| Crime |

Police: Accused Serial Rapist Van Dixson Really Sorry About Two Rapes. The Rest? Not So Much.

Van Dralan Dixson, the man accused of raping as many as nine women in South Dallas in recent months, is sorry. He's sorry that he raped a woman as she walked home from her job at at a fast-food chicken restaurant on September 1, then stole her cell phone, cash, and food, according to police. He also regrets the incident two days before in which he approached a mother walking with her two children and forced her to perform oral sex at gunpoint while her two children were sent to wait on their front porch.

"Those were the only two," he told investigators in an interview following his September 10 arrest in a Baton Rouge motel room. The rest were prostitution deals gone bad, he said. They'd had it coming.

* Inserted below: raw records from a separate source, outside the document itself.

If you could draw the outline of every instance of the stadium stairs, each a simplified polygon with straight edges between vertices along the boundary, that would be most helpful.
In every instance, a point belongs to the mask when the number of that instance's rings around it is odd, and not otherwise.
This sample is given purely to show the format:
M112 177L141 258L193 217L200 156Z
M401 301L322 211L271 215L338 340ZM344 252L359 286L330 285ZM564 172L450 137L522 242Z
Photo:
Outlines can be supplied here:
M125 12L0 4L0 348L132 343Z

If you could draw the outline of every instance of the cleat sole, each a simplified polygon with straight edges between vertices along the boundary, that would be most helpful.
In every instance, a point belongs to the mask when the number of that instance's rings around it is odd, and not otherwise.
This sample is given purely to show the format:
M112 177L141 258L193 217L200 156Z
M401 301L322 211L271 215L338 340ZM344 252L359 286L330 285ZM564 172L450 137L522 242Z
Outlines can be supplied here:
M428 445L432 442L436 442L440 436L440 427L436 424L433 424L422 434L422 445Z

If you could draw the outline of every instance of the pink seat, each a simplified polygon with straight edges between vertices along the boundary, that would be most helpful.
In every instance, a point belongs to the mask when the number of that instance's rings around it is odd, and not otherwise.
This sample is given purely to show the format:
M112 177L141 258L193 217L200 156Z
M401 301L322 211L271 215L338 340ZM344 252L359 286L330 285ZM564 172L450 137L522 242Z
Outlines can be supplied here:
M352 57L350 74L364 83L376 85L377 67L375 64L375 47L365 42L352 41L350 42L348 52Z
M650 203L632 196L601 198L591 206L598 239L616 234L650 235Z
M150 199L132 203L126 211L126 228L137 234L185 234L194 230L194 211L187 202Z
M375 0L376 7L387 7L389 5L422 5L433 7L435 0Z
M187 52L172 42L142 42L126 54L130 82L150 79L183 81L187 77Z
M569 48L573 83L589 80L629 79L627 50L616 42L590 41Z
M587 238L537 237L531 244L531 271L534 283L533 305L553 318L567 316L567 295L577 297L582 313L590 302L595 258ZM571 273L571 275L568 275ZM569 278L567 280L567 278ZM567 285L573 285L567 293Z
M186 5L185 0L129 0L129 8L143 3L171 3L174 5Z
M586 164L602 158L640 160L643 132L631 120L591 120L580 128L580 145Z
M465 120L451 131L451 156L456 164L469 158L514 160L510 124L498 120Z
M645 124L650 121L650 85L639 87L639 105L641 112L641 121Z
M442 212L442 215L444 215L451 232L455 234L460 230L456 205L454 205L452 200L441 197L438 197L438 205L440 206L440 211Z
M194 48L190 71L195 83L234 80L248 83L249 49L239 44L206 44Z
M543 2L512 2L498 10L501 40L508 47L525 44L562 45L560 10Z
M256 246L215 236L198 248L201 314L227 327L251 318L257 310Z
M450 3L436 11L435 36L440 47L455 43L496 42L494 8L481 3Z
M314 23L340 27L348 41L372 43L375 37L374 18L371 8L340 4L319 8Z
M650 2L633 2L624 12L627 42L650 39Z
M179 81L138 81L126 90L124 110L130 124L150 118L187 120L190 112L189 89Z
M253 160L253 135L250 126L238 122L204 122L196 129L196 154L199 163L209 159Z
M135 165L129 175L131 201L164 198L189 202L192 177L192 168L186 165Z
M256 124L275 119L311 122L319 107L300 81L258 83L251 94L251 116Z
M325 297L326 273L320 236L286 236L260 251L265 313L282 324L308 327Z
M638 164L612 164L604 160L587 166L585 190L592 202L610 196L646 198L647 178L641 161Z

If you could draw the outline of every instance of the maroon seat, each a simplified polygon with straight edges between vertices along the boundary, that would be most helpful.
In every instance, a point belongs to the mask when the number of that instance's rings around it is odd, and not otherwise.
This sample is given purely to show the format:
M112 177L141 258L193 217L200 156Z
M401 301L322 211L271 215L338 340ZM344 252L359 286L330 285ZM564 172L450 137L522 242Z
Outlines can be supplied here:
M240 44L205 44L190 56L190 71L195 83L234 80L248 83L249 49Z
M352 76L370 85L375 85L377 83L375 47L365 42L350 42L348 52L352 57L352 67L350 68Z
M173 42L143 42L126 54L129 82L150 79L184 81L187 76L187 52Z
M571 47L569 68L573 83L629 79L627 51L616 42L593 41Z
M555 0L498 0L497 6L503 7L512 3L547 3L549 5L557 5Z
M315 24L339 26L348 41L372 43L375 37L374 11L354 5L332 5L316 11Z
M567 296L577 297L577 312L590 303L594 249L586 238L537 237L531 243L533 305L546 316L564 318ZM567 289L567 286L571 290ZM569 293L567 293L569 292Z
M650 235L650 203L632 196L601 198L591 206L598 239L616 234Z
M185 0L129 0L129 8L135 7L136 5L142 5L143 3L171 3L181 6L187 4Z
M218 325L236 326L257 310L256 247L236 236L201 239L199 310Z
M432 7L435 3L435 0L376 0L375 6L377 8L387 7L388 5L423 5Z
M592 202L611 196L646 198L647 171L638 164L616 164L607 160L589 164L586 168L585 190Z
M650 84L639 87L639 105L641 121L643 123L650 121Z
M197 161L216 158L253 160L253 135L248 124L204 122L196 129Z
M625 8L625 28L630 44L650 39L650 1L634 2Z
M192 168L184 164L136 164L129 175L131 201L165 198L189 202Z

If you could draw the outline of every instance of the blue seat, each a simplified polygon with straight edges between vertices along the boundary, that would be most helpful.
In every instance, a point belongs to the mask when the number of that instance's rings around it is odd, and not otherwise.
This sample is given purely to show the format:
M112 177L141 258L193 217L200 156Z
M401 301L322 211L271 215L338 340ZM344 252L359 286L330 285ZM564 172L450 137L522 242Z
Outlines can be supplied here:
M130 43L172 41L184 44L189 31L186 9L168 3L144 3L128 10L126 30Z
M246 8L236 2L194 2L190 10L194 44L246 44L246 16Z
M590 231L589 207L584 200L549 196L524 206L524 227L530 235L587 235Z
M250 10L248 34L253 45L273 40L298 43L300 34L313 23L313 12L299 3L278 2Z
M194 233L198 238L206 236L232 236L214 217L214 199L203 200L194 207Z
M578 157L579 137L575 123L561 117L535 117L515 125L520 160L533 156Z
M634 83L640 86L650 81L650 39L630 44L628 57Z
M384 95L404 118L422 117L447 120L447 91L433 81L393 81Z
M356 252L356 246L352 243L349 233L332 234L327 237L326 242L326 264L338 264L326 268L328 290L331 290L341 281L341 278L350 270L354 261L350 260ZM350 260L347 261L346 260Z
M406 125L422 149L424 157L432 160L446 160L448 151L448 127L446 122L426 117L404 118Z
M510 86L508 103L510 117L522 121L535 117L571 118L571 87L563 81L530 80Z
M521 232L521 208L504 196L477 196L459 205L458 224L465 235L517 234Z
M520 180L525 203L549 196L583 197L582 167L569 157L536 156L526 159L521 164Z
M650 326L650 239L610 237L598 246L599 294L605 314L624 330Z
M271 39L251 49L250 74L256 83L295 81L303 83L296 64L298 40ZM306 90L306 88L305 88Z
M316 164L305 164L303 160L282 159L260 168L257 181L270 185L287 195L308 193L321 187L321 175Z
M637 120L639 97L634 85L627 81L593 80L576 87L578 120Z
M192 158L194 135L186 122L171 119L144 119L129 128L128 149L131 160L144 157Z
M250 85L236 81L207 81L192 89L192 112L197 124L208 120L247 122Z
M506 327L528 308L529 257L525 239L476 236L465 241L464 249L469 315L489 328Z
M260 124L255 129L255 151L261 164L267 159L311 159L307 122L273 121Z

See also: Dallas Police Detail Van Dralan Dixson's Alleged Rapes and the Manhunt That Followed

That's unlikely to be an effective defense against the five aggravated sexual assault charges he faces. Four of those are linked to him by DNA, police say. The fifth came on Friday based on evidence he provided during interviews with the cops.

Details about those interviews, and the weeklong manhunt that followed, emerged on Monday. The break in the case came after one of Dixson's coworkers phoned in a tip that Dixson had called him on a borrowed phone to tell them he was in Louisiana, according to The Dallas Morning News. Investigators called the borrowed phone, whose owner directed them to the motel where Dixson was arrested.

He subsequently told police that he was struggling financially and had to "provide food for his children."

In related news, the DMN reports that Dallas Police Chief David Brown issued a non-apology for identifying mild-mannered insurance salesman Alan Mason as a "person of interest" in the case.

See also: Cops' "Person of Interest" in South Dallas Rapes is a Mild-Mannered Insurance Salesman

"No one should have ever perceived or believed that Mr. Mason was a suspect," Brown told the paper's Tanya Eiserer. "If they did and the department had anything to do with that misperception, we apologize for those people that believed that."